Incredibles 2 follows a template very close to The Incredibles, albeit with a few new plot threads and the benefit of 14 years’ progress in the field of computer animation. The story picks up at the exact instant where The Incredibles left off, with the sudden appearance of a new supervillain, the Underminer (voiced by Pixar good-luck charm John Ratzenberger), and the Parr family swinging into action—dad Mr. Incredible (Craig T. Nelson), mom Elastigirl (Holly Hunter), daughter Violet (Sarah Vowell) and son Dash (Huckleberry Milner).

Once again, there’s a backlash against the resulting mayhem, and the Parrs have to go once again into hiding. But they and their friend Lucius Best, aka Frozone (Samuel L. Jackson) have drawn the sympathetic attention of telecom tycoons Winston (Bob Odenkirk) and Evelyn Deavor (Catherine Keener), who want to mount a PR campaign to restore all superheroes to legal status. Their approach is to focus on Elastigirl, who is not only telegenic but is also able to ply her super-trade with less collateral damage than the well-meaning but heedless Mr. Incredible. So mom goes off being super while dad stays home to mind the kids—including the infant Jack-Jack, who has an impressive array of powers of his own that he’s still too young to control.

Meanwhile, the Underminer is dropped completely in a mysterious entity calling himself Screenslaver, able to remotely hypnotize innocent bystanders into carrying out his criminal plans.

The truth is, there are so many Marvel and DC Comics sequels flooding multiplexes these days that what was a “new spin” in 2004 tends to look like a broken record today. For example, the phalanx of superpeople the Deavors recruit look a lot like X-Men, and Bird’s creation, so delightfully original back in 2004, starts looking unfortunately derivative.

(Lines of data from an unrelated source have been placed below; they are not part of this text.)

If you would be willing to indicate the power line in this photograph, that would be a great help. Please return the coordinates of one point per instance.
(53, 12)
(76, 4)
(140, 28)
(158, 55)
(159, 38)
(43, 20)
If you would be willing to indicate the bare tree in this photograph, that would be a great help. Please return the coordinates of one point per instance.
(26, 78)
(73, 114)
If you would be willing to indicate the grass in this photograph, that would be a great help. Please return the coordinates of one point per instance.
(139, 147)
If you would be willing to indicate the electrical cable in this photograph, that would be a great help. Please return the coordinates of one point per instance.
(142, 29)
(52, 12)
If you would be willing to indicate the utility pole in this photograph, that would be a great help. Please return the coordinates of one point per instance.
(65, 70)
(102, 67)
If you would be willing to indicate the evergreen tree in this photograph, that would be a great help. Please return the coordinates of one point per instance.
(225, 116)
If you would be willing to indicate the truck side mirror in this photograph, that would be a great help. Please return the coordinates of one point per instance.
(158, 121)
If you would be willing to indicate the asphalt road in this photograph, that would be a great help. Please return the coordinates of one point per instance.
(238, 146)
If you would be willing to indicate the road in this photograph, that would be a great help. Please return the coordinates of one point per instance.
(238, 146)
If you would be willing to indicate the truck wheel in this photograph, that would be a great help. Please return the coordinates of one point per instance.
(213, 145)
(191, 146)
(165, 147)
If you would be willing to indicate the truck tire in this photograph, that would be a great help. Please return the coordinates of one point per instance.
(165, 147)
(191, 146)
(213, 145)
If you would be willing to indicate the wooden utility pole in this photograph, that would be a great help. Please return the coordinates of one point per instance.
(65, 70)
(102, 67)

Balanced against that—and to be honest, tending to outweigh it—is Bird’s clever wit, the excellent voice work by the cast (especially Holly Hunter and Sarah Vowell), and the customary, breathtaking Pixar polish.

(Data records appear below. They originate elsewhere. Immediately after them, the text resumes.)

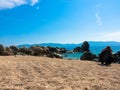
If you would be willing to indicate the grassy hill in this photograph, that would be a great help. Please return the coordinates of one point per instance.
(41, 73)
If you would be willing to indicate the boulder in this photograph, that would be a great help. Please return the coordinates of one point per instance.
(88, 56)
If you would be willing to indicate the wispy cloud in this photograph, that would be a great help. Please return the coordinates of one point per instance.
(6, 4)
(98, 18)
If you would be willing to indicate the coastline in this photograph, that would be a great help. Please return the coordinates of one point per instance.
(31, 72)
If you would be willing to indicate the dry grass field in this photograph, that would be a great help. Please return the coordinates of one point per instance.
(41, 73)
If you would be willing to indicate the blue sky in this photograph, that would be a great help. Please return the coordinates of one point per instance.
(58, 21)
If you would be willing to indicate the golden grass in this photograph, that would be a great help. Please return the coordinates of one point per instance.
(41, 73)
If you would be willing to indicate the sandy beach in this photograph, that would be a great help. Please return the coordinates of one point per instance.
(42, 73)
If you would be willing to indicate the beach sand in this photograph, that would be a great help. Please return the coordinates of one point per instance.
(42, 73)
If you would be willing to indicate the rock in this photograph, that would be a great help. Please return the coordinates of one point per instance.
(88, 56)
(77, 49)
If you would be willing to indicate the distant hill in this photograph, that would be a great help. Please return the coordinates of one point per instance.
(71, 46)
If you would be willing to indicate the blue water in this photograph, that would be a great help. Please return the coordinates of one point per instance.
(95, 50)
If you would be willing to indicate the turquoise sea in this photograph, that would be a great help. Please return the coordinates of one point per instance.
(95, 50)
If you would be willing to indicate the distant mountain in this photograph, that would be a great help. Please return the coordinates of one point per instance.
(101, 43)
(72, 46)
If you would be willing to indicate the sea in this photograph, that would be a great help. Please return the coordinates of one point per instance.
(95, 50)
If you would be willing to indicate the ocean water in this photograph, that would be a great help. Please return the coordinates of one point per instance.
(95, 50)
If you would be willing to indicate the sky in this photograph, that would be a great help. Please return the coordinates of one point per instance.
(58, 21)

Paradoxically, the Parr family—the Incredibles—these retro-1960s animated caricatures, feel much more real than all the Batmen, Iron Men, Thors, Deadpools and other live-action comic-book characters in the Marvel and DC universes put together. It’s a credit to Bird’s powers of invention.

Personally, I wouldn’t mind if Marvel and DC never made another movie. Bird does it better—plus, so far, he’s given us a nice long break between chapters.